More tax cuts, such as those proposed by John McCain, will only make the problem worse not better. The rich don’t need more incentive to gobble up profits, behave irresponsibly even in times of loss and shortage, and continue on their merry way with even less accountability than they have now.
What’s actually needed is a return to a tax policy that rewards work. We need an income tax which taxes people who earn more on a graduated scale going higher the more money they make. To be sure, the 90% tax rate that we reached in the 60s and 70s was too high and was too much of a disincentive for wealthy people. But rates of 25% or 35% are far too low.
We also need to increase capital gains and inheritance taxes on the very wealthy. The revenue the government would get from that, as well as from letting the current Bush tax cuts expire, could pay for universal health insurance, investment in infrastructure, and investment in new green industries that help our environmental crisis.
In addition, if the rich couldn’t keep so much of their profits from investments and inheritance, it would encourage them to re-invest more, themselves, as well as give more to charities that could pick up some of the slack for the truly poor, especially given the looming food crisis in so much of the third world. And taxing windfall profits would encourage companies to once again return to recycling those profits into truly building stronger companies that produce better products and that share the wealth with investors and employees, as they did in the past.
An added bonus is that in bursting the gilded bubble and bringing the rich back into a position of greater equality with the ordinary person; we could have a more equitable and fair society with more true opportunity for all. Nobody wants to truly harm the wealthy or force them into poverty.
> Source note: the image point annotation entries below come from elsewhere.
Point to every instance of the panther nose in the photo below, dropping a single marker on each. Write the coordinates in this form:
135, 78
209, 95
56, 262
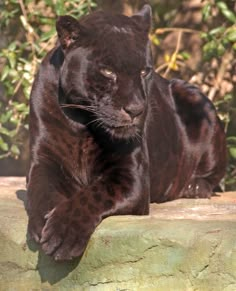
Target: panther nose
134, 110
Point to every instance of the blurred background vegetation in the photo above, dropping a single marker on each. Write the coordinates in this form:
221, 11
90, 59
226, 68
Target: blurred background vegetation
193, 40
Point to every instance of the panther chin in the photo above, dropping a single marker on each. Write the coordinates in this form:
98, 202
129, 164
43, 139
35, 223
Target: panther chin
124, 132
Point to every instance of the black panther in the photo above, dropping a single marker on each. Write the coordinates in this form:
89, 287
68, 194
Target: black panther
108, 135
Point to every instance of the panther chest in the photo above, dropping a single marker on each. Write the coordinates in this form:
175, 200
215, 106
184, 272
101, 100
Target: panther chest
82, 160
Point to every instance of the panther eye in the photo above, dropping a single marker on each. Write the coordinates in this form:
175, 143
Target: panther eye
145, 72
108, 74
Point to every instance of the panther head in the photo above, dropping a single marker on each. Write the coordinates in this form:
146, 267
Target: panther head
107, 64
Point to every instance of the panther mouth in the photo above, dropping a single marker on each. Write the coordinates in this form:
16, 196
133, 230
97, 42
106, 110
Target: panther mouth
123, 131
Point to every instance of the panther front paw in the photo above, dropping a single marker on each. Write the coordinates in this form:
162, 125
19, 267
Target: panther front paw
35, 226
198, 188
66, 232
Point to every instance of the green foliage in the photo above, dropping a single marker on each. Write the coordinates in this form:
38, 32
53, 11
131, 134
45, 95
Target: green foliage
220, 44
32, 24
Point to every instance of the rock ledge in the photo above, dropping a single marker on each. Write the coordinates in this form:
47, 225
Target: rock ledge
181, 245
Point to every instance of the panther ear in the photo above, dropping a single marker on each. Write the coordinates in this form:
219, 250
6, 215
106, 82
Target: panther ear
144, 16
68, 30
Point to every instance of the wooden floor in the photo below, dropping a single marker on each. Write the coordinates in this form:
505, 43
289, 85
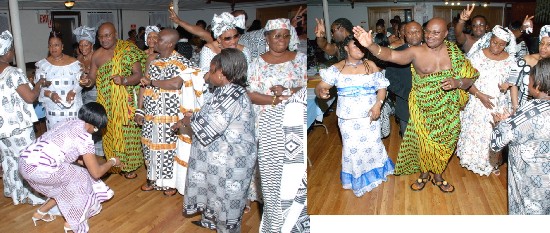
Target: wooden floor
130, 210
473, 194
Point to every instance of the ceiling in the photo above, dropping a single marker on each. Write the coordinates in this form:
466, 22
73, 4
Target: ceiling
138, 4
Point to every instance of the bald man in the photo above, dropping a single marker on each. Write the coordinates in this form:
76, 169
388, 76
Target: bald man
440, 77
116, 69
167, 94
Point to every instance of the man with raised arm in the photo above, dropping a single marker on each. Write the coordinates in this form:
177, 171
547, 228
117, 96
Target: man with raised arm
440, 76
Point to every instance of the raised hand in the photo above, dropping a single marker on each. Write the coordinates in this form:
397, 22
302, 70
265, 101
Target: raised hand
364, 37
320, 28
466, 13
298, 17
527, 24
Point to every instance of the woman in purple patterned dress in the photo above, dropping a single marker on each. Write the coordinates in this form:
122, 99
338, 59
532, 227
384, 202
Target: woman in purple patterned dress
49, 167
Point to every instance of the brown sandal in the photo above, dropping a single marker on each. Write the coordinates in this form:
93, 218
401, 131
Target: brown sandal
148, 186
170, 192
420, 181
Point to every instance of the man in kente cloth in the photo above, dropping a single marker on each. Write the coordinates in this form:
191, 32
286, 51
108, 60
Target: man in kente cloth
116, 69
440, 78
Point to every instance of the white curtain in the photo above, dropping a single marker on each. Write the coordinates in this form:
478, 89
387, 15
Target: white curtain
159, 17
97, 18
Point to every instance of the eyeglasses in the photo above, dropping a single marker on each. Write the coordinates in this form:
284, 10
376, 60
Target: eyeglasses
229, 38
105, 36
332, 30
279, 36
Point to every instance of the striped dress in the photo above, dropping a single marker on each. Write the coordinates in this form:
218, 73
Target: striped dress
48, 165
434, 124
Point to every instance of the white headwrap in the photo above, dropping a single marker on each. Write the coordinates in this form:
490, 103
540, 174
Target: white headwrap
283, 23
500, 32
150, 29
6, 39
226, 21
544, 31
85, 33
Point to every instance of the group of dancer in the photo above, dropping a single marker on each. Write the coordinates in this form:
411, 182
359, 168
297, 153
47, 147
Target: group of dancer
214, 132
472, 101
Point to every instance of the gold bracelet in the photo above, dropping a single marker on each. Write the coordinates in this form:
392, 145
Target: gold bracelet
273, 102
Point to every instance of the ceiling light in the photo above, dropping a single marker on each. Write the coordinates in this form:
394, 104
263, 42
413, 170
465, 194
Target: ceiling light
69, 4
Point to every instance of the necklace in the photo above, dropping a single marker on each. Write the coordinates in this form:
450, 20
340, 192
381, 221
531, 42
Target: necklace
58, 58
354, 65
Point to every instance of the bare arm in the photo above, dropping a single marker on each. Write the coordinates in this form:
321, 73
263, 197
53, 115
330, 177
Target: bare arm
94, 168
194, 29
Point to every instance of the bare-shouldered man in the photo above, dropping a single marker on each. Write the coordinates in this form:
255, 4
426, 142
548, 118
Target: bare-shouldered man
116, 69
440, 76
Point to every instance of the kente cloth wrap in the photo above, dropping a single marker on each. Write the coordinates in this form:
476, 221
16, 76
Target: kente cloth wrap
434, 124
5, 42
122, 135
500, 32
85, 33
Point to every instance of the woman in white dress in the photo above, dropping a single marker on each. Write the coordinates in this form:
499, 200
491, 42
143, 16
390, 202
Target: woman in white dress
494, 63
63, 97
361, 92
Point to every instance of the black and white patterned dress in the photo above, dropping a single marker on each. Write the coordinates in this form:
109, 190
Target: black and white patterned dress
283, 169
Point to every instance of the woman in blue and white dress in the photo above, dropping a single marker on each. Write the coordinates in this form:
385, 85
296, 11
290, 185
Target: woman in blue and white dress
361, 93
63, 97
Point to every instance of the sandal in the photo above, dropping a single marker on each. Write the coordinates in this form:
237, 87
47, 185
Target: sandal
443, 183
170, 192
148, 186
420, 181
129, 175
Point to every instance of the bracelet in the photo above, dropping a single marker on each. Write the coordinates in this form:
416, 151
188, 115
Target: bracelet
273, 102
114, 161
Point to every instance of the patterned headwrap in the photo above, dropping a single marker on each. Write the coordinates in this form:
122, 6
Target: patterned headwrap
544, 31
85, 33
283, 23
226, 21
150, 29
5, 42
500, 32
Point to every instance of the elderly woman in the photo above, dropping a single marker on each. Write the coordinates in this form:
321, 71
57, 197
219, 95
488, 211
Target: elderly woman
527, 132
151, 39
224, 28
17, 116
223, 151
361, 93
494, 63
275, 77
49, 167
62, 98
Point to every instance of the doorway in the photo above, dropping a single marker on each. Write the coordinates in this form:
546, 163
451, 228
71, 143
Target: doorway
65, 22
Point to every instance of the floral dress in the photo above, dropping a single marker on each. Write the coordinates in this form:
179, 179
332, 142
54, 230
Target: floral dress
365, 162
475, 136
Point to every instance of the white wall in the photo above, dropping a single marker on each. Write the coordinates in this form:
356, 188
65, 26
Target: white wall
422, 12
35, 35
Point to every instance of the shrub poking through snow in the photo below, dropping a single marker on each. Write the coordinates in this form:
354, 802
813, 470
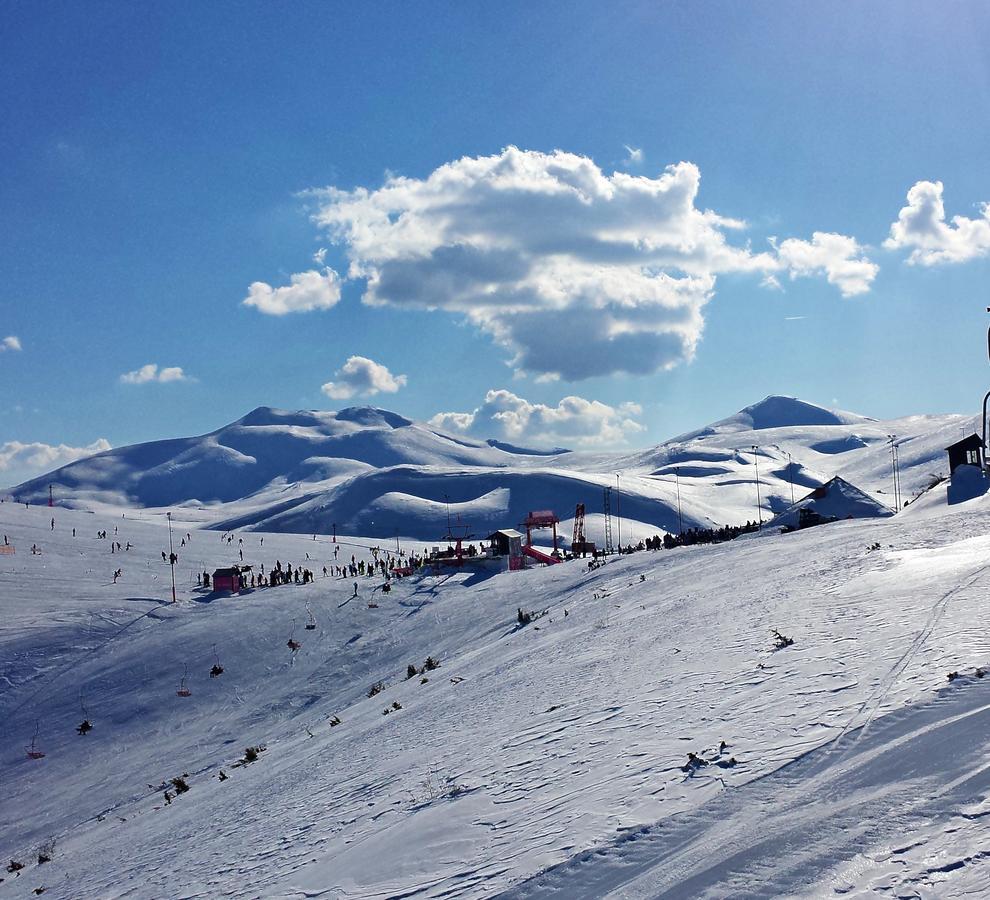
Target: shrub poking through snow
780, 640
180, 784
46, 851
That would be absurd.
But bursting the gilded bubble and creating a more equal society where the rich have a sense of belonging to an entire community, not one small segment of it, and where the wealthy feel a genuine sense of accountability to their fellow citizens, workers, and investors would not be a bad thing at all.
Indeed, what has been most threatened by the last eight years of growing inequality has been social stability and democracy itself. Wildly unequal class based societies have trouble being democratic. Nobody today can argue that the rich and their lobbyists don’t have more access to the halls of power than the rest of us.
The way to return government to the people is to burst that gilded bubble, make the rich a little bit more like everybody else and reward them for earning their bonuses the old fashioned way, by producing successful business outcomes that contribute to the well being of their investors and employees. Let a rising tide once again raise all the ships and boats not just the yachts.